For B2B companies, the priority should be digitizing accounts receivable. Implementing a portal where clients can view invoices, pay by card or ACH, and set up recurring payments can collapse the 35-day cycle to less than a week. Many enterprise resource planning (ERP) systems now integrate directly with payment gateways, allowing auto-reconciliation that eliminates manual data entry.

The Bottom Line: Adaptation Is Not a Choice

The digital payment revolution is not a future trend—it is happening now. The $250 trillion global payments volume projected within five years underscores a fundamental shift in how money moves. Businesses that fail to offer a diverse set of payment methods will not only lose customers but also suffer from higher operational costs and fraud exposure.

The six categories outlined here—credit/debit cards, digital wallets, phone/online payments, digital invoicing, ACH/checks, and emerging options—form a baseline for modern commerce. The specific mix will vary by industry, customer demographic, and transaction size. A boutique clothing store may prioritize BNPL and Apple Pay, while a manufacturing supplier might emphasize ACH and digital invoicing.
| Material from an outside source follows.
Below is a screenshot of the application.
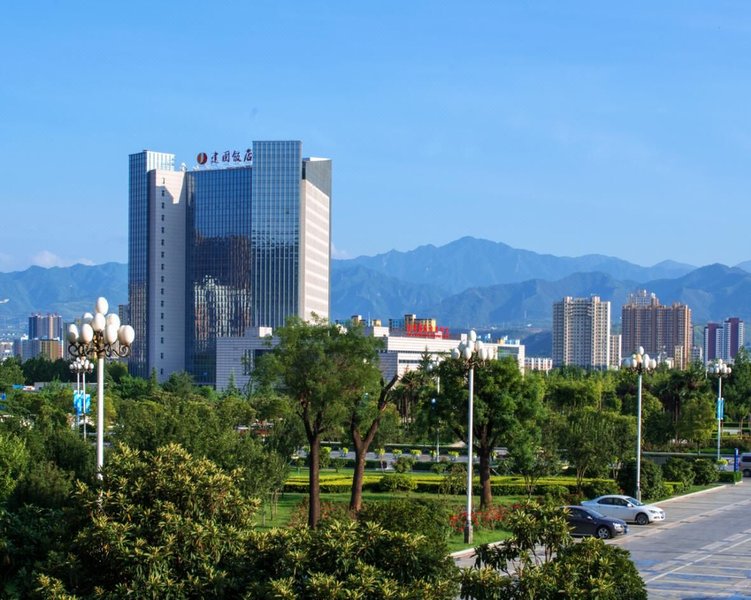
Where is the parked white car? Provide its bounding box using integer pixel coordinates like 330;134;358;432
582;494;665;525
What matters is that the decision to expand is strategic, not reactive. Start by analyzing your current payment data: which methods do your customers use most? Where are the friction points? Survey your largest B2B clients about their preferred payment methods. Then implement incrementally, testing each new method with a segment of your customer base before a full rollout.

[IMAGE: A dashboard screenshot showing a payment analytics panel: pie chart of payment types used, average processing cost bar, and fraud rate trend line.]

The cost of inaction is measured not just in lost sales but in missed opportunities to streamline operations and build customer loyalty. As the global economy becomes increasingly digital, the businesses that survive and thrive will be those that treat payments not as a utility, but as a strategic asset.